Opening with a self-contained work by Irish composer Jonathan Nangle, which involved a sizzling, pre-programmed electronic score that cued an exciting light show (via a set piece Nangle carried all the way from Ireland for this purpose), the majority of Friday, April 17 belonged to Brooklyn-based trio Bearthoven, which consists of pianist Karl Larson, percussionist Matt Evans, and bassist Pat Swoboda. Featuring works largely composed for Bearthoven by Fjóla Evans, Amanda Schoofs, David Alan Broome, Adam de la Cour and MATA Artistic Director Du Yun, the evening’s standout works for the ensemble were those of Schoofs and Broome. Schoofs’s work, entitled Intimate Addictions, was essentially an extended improvisation, featuring the composer vocalizing wild, breathy grunts and primal noises and communicating with the ensemble through occasional intimate glances and bodily cues. According to the composer, the material of the work is intended to be gleaned from a series of abstract paintings and poetic fragments, provided to the performers on a series of 7.5″ x 5″ cards. As in any work of this variety, any discernible correlation between these images and the resulting performance seems largely arbitrary. Nonetheless, the opportunity to witness such a creative process in real time, coupled with Schoofs’s courageous performance, elevated the evening to an entirely different level of sophistication.
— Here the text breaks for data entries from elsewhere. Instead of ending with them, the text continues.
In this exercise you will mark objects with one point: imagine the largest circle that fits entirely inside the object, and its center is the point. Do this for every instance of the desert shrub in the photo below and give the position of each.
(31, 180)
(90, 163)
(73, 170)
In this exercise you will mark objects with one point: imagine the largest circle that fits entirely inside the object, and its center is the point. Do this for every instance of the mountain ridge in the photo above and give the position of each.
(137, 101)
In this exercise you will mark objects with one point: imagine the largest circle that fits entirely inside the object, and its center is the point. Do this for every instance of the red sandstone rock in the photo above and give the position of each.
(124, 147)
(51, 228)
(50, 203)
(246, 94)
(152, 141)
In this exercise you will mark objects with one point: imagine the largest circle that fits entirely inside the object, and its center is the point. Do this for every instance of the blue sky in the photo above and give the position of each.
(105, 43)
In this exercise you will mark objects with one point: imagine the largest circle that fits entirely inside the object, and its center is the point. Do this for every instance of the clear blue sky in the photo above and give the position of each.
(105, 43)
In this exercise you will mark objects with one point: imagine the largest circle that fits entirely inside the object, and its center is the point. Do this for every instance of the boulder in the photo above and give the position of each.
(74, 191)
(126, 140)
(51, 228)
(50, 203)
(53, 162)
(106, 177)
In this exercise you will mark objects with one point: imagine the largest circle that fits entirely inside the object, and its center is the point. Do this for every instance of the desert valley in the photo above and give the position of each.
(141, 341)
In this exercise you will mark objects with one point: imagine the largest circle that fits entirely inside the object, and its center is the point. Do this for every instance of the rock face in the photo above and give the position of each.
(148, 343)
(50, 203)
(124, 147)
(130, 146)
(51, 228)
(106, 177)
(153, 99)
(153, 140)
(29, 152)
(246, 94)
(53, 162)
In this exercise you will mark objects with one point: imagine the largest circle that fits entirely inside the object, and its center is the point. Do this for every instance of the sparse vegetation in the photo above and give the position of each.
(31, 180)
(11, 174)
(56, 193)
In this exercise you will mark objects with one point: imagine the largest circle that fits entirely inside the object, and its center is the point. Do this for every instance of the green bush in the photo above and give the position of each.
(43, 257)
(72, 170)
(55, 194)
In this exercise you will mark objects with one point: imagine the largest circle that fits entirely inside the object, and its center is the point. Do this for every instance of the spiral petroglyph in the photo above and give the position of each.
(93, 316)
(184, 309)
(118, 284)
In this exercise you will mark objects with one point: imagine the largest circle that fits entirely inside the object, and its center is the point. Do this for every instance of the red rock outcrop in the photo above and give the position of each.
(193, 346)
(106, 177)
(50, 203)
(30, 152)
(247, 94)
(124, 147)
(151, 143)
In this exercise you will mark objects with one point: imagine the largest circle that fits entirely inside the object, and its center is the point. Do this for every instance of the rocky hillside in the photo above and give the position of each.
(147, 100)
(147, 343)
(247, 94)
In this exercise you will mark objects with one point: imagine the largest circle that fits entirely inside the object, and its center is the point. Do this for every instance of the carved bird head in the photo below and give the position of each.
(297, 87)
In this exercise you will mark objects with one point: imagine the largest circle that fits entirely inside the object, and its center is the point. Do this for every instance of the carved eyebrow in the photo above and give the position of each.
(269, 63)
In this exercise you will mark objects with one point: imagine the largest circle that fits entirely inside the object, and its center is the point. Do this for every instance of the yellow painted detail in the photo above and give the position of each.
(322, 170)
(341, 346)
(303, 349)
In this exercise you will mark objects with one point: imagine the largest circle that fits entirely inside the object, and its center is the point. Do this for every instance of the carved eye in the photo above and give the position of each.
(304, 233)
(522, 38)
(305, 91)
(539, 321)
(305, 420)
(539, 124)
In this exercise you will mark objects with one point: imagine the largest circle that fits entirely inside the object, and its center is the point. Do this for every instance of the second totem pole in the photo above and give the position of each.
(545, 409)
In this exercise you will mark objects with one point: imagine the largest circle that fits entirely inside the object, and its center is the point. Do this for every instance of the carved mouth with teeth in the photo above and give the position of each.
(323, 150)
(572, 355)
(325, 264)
In contrast to the near ritualistic, primal quality of Schoofs’s work, the material of David Alan Broome’s Ominousty was drawn from Billy Joel’s popular hit Honesty. A phrase from the song was programmed into an electronic piano keyboard, cued to play back at various speeds as the keys were depressed by Bearthoven’s pianist, Karl Larson. Starting out as a haze of chipmunk-like shrieks, the underlying song gradually came into focus as the piece progressed, eliciting a raucous, jovial reaction from the audience and succeeding in Broome’s mission to “make the familiar unfamiliar.”
Much of the second half was eclipsed by a moderate shadow, cast by the questionable taste and judgement exhibited by Artistic Director Du Yun in programming her own work, a move that deviates from the presumable responsibilities of the position, though Yun does meet the criteria, being a composer under the age of 40. Appearing on an elevated platform, and channeling the aesthetic of Cruella De Vil from beneath a punky, black and white wig, Yun participated in the performance, shouting and wailing over improvised material performed by Bearthoven. The overblown theatricality of the piece and its confusing elements (such as a slow-motion film of people mourning over a corpse at a funeral, the inclusion of which was never adequately explained) seemed to compete directly with the others, right down to Yun’s melodramatic and nonsensical vocalizations, which mirrored those of Schoofs to a cartoonish degree, channeling shades of Bjork.
With so much emphasis being placed upon the exclusive, competitive nature of being chosen by MATA, and the career building potential that follows, the question that comes most prominently to mind is what virtuous work was precluded from this coveted opportunity to make room for this forum?
The final work of the evening (commissioned by MATA) was another exercise in multimedia, Adam de la Cour‘s Corporate Talent Factor’s Next Top Idol!, which consisted of a short film showcasing the composer in various vaudevillian antics and a live score performed by Bearthoven in sync with the film. While the film was entertaining, its farcical critique of global corporate culture and greed was rather unoriginal and came across as little more than preachy.